I'm thinking of giving Oil a second chance, however I may also dive into Goauche as well. The amount of cleaning required for oil painting however makes me cringe a little.  

Luckily, there are two art stores within a 4 block distance from my work on Bank Street (Ottawa) -- Loomis & Toles, and Wallacks. I'm pretty sure they carry pretty much every brand discussed here, give or take.









Now, I just have get enough courage to open up my wallet.  

I'll have to check out your book suggestion, Robert.


----------



## chuster (Apr 28, 2003)

Dang, I was sure it was Watercolour Alex Ross worked in. But Gouache can look like WC . Actually it can look like oils too if handled in more opaque fashion. I like the Windsor Newton brushes as well but I have also used Raphael Kolinsky. A bit cheaper and still a pretty darn good brush.


----------



## MannyP Design (Jun 8, 2000)

I thought so too when I first looked at his work. As you said, it can look like different mediums depending on how you use it.


----------



## MacNutt (Jan 16, 2002)

I worked as an illustrator for Cycle Canada for more than five years, and sold my drawings to several other major publications including "Rocky Mountain Rider", "Hot Bike", among others.

I also had a line of signed and numbered prints that sold moderately well.

All of my stuff was done with ink-wash over a line drawing. Not easy...but pure magic once you've figured it out.
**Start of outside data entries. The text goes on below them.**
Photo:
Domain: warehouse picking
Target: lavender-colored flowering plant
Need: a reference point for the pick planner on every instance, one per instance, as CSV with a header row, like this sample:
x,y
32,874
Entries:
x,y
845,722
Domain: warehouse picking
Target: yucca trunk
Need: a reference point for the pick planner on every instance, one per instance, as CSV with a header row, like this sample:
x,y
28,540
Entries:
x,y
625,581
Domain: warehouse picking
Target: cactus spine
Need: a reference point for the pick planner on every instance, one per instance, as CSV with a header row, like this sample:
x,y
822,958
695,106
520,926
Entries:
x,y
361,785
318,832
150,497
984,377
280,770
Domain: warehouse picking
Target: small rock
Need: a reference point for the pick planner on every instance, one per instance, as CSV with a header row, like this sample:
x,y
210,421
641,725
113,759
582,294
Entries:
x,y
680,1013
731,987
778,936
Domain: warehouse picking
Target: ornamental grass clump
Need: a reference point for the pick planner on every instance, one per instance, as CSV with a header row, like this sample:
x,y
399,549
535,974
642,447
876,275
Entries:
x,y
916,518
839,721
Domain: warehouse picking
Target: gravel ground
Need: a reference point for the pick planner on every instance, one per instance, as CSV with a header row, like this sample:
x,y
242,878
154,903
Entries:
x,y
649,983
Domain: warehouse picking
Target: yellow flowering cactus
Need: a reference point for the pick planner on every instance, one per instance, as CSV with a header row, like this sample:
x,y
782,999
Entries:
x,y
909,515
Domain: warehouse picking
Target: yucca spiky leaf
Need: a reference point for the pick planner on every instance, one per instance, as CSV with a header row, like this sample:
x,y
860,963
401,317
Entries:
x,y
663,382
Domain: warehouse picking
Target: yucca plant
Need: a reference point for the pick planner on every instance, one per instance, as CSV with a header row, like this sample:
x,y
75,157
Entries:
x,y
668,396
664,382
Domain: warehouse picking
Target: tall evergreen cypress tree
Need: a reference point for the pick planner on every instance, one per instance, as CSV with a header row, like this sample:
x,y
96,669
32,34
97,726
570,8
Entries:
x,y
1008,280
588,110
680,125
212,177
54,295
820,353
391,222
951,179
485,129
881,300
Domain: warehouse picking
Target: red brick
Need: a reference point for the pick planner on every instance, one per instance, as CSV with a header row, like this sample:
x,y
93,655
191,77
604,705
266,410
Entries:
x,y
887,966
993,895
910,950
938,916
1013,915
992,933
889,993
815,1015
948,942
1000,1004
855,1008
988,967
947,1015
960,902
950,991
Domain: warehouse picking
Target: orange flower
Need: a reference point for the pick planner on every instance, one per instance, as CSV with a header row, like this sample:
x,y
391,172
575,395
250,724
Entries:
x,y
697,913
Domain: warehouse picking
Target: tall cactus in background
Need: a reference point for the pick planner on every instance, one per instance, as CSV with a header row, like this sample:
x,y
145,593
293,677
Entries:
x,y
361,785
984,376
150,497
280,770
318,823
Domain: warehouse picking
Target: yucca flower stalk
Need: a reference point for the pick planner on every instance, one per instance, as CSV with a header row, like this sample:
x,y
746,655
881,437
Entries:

The subtlties in tonal range are amazing.

I was playing around with gouache when I decided to re-enter the world of people-who-can-afford-to-buy-food-each-day.  

But....if I ever go back to the world of analog brush and pigment...it will probably be with gouache.

When done right, It just looks sooooo cool IMHO!


----------



## adagio (Aug 23, 2002)

mannyp, good luck and have fun which ever medium you decide on.

I just completed my first oil painting after a 38 year hiatus. It's been a rush to be back at it again.

I know Loomis & Toles is a good place to shop in Toronto/Mississauga. I imagine it would be the same in Ottawa. They have a great selection and prices comparable to just about anyone. Good luck with the wallet. Mine took a terrible beating as I had to start from scratch. 
The pleasure I have in "real" painting again has made the initial costs worth it!


----------